Enter Tucker, whose appearance at the general meeting and at three schools also was sponsored by the Methow Valley Citizens Council.
Through a slide show depicting wolves at play, over bloody carcasses, howling in chorus and standing watchfully, Tucker spoke of her love and respect for the charismatic animals.
She began with a tape recording of a lone wolf howling, telling people in the audience to imagine themselves - as she'd been when she taped it - alone in the wilderness at nightfall.
Suddenly a stereo-like chorus of howls erupted. You could almost see the hairs raise on the backs of 140 necks.
Tucker grinned at the reaction. "I enjoy being out there with other animals that are my equals," she said. "It's not that I want to sell wolves to everyone, but that you will go away from this program with at least respect for them."
Wolves feed on large game animals, pose somewhat of a threat to cattle, run in family packs of about eight, breed annually, can travel 500 miles and need about 200 square miles per pack to thrive, Tucker said.

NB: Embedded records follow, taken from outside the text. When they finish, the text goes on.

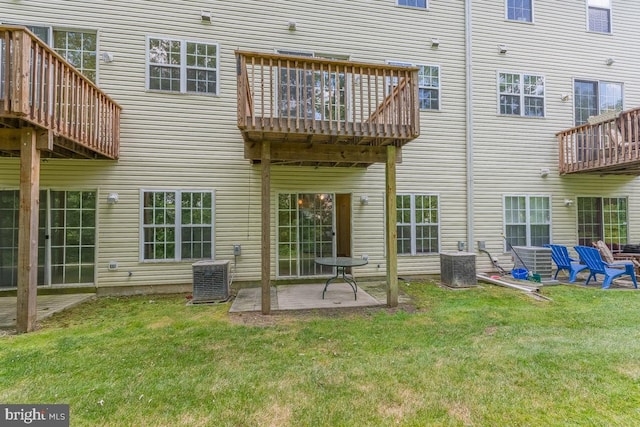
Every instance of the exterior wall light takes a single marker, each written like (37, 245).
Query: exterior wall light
(112, 198)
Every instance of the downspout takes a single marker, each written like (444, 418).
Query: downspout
(469, 124)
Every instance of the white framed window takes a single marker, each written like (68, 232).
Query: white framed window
(79, 48)
(519, 10)
(603, 218)
(176, 225)
(418, 223)
(312, 94)
(592, 98)
(428, 84)
(527, 220)
(599, 16)
(182, 66)
(422, 4)
(521, 94)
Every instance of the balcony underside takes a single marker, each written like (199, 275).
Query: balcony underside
(41, 91)
(321, 146)
(320, 112)
(608, 144)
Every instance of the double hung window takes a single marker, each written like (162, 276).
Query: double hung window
(520, 10)
(599, 16)
(182, 66)
(521, 94)
(177, 225)
(603, 218)
(592, 98)
(428, 84)
(418, 222)
(527, 220)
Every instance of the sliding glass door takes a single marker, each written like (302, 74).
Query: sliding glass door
(305, 232)
(66, 237)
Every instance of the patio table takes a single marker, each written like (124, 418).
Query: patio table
(341, 264)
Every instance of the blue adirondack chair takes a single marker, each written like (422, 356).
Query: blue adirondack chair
(591, 257)
(560, 256)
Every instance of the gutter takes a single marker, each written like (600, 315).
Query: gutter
(469, 124)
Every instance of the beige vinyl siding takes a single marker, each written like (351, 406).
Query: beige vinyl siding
(185, 141)
(510, 151)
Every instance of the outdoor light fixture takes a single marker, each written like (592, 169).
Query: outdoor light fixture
(112, 198)
(107, 57)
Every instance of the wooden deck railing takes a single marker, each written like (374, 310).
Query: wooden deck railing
(609, 143)
(371, 104)
(38, 86)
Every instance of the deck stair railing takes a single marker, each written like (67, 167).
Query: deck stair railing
(38, 87)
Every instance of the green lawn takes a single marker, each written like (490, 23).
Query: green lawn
(486, 356)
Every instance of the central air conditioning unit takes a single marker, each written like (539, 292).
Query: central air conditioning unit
(210, 281)
(536, 259)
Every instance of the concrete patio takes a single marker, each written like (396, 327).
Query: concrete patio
(302, 297)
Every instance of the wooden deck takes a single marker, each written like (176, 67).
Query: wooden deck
(317, 111)
(39, 90)
(609, 144)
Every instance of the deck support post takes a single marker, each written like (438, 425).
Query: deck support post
(391, 228)
(26, 315)
(266, 227)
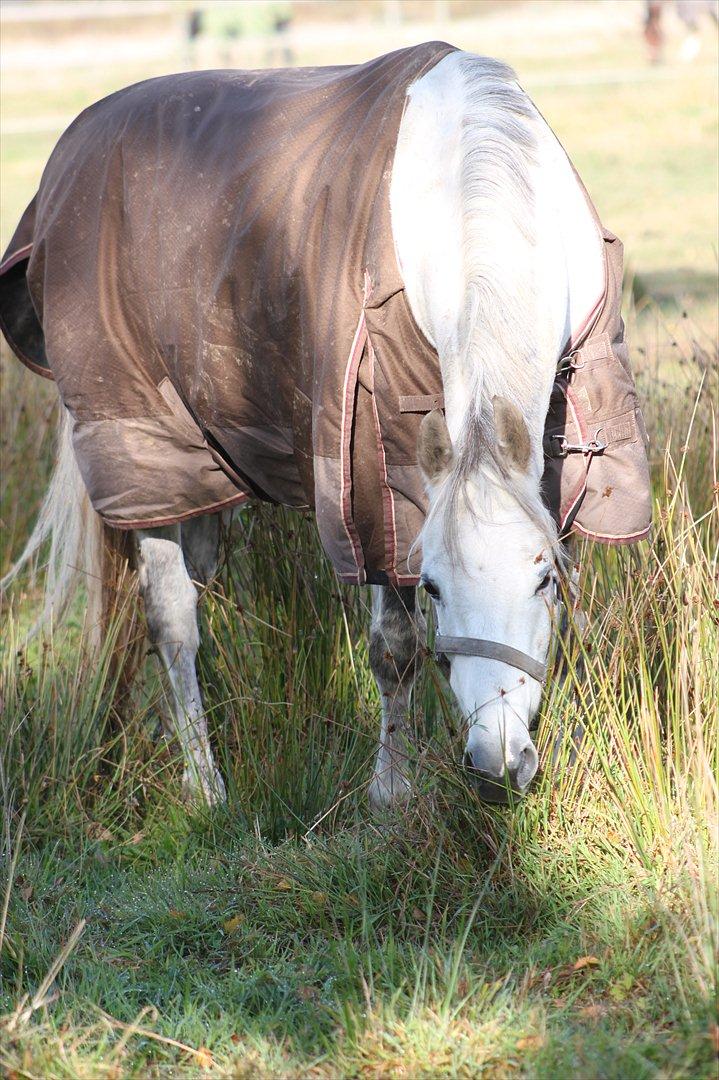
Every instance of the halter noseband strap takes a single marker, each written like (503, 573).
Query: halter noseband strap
(490, 650)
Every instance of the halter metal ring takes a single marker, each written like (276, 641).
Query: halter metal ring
(490, 650)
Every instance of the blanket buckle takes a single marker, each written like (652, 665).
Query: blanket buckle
(558, 446)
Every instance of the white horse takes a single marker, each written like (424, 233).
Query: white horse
(501, 258)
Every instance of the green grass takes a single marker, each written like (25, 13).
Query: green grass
(293, 933)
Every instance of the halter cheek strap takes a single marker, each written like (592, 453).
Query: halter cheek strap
(490, 650)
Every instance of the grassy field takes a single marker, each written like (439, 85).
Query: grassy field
(292, 933)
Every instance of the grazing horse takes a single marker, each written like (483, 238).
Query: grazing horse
(502, 267)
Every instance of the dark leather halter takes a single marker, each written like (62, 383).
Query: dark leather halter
(490, 650)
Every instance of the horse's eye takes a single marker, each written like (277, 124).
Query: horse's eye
(430, 589)
(545, 582)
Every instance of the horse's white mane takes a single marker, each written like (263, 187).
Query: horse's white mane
(498, 145)
(499, 349)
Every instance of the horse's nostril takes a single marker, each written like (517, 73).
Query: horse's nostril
(525, 767)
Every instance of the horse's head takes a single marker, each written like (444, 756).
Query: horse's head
(488, 563)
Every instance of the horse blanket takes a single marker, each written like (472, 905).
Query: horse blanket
(208, 273)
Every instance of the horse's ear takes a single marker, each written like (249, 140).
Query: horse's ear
(434, 446)
(512, 434)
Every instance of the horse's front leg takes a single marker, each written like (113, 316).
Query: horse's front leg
(395, 651)
(171, 603)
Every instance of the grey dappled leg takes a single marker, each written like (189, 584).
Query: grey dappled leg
(171, 602)
(200, 538)
(395, 650)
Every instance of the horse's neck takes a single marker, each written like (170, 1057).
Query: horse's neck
(453, 239)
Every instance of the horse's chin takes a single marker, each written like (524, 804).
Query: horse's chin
(490, 791)
(499, 791)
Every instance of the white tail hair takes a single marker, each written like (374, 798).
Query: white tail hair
(76, 535)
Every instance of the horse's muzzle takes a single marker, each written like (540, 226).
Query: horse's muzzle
(513, 784)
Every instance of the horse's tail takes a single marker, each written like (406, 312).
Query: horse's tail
(82, 552)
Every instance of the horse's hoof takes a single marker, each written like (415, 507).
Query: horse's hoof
(389, 790)
(206, 788)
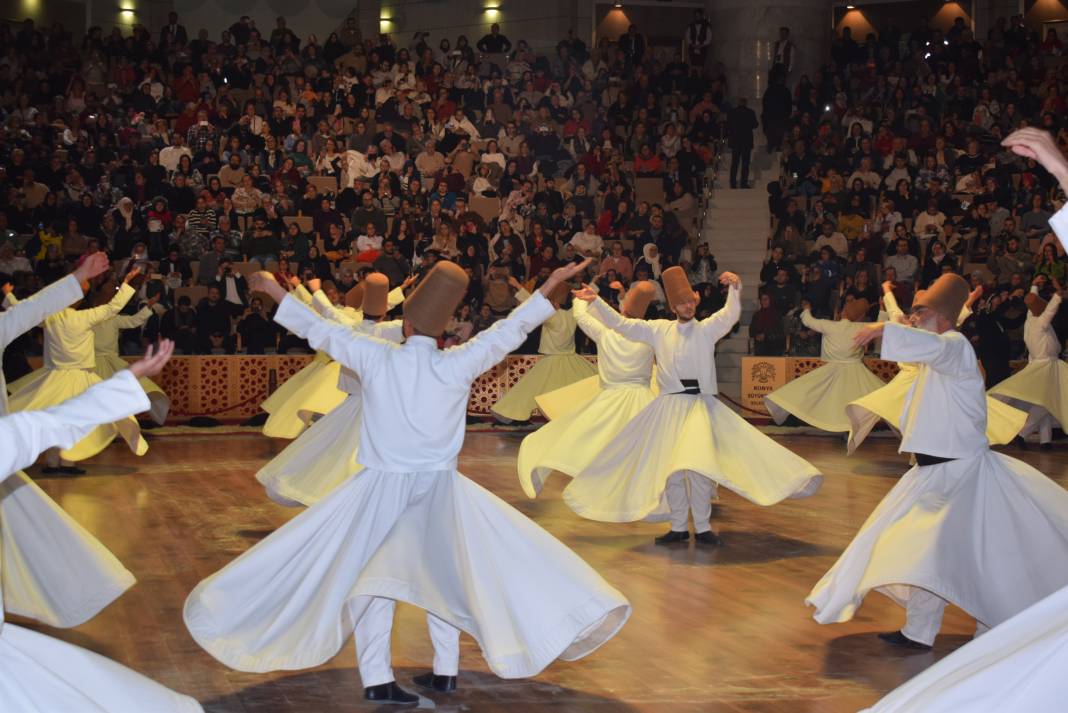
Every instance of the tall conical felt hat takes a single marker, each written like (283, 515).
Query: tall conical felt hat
(856, 311)
(376, 289)
(559, 295)
(638, 299)
(354, 298)
(676, 286)
(1035, 303)
(104, 292)
(429, 307)
(946, 296)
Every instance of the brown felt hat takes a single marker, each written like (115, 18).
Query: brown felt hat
(638, 299)
(103, 294)
(1035, 303)
(354, 298)
(856, 311)
(376, 290)
(676, 286)
(946, 296)
(559, 295)
(429, 307)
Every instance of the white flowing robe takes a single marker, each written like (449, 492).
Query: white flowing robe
(1041, 386)
(621, 391)
(408, 527)
(678, 431)
(983, 531)
(820, 397)
(38, 674)
(69, 363)
(327, 454)
(109, 362)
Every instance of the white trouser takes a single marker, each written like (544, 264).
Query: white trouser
(689, 492)
(1041, 421)
(374, 631)
(923, 616)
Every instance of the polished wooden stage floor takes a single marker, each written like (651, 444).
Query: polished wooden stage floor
(712, 631)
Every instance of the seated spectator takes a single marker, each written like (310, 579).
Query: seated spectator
(768, 330)
(214, 328)
(256, 329)
(905, 265)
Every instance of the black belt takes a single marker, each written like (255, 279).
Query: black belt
(924, 459)
(689, 386)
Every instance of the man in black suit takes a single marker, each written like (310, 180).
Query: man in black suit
(172, 32)
(741, 123)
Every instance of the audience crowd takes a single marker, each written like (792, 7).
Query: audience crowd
(202, 158)
(893, 173)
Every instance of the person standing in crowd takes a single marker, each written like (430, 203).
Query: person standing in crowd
(741, 123)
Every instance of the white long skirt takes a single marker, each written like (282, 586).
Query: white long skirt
(320, 459)
(820, 397)
(52, 386)
(44, 675)
(108, 365)
(568, 444)
(51, 569)
(1017, 666)
(888, 403)
(988, 534)
(311, 392)
(433, 539)
(686, 432)
(1042, 383)
(548, 374)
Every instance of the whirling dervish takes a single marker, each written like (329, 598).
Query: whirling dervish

"They don't eat humans," she said. "We have documentation of bears - even white-tailed deer - killing people, and that's more common than wolves killing people."
The predators are equally preyed on by the pitfalls of life in the wild. "It's an old wolf that's 8 years old," Tucker said.
"Those of us who want wolves back have got to realize the emotional trauma" to cattlemen of coming upon a bloody calf, she said.
"But most ranchers are never going to have to deal with it.
"Some believe they eat cattle. Some believe they eat only sick, weak mice," Tucker said. "The two sides will never agree. . . .
Ranchers in British Columbia and Alberta have had some problems with predation, but the losses are not significant to the industry, she said, adding that knapweed poses a worse problem.
If prey habitat can be protected, human attitudes changed and wolves freed from human persecution, she said, "We shouldn't have to put a lot of restrictions on human activities."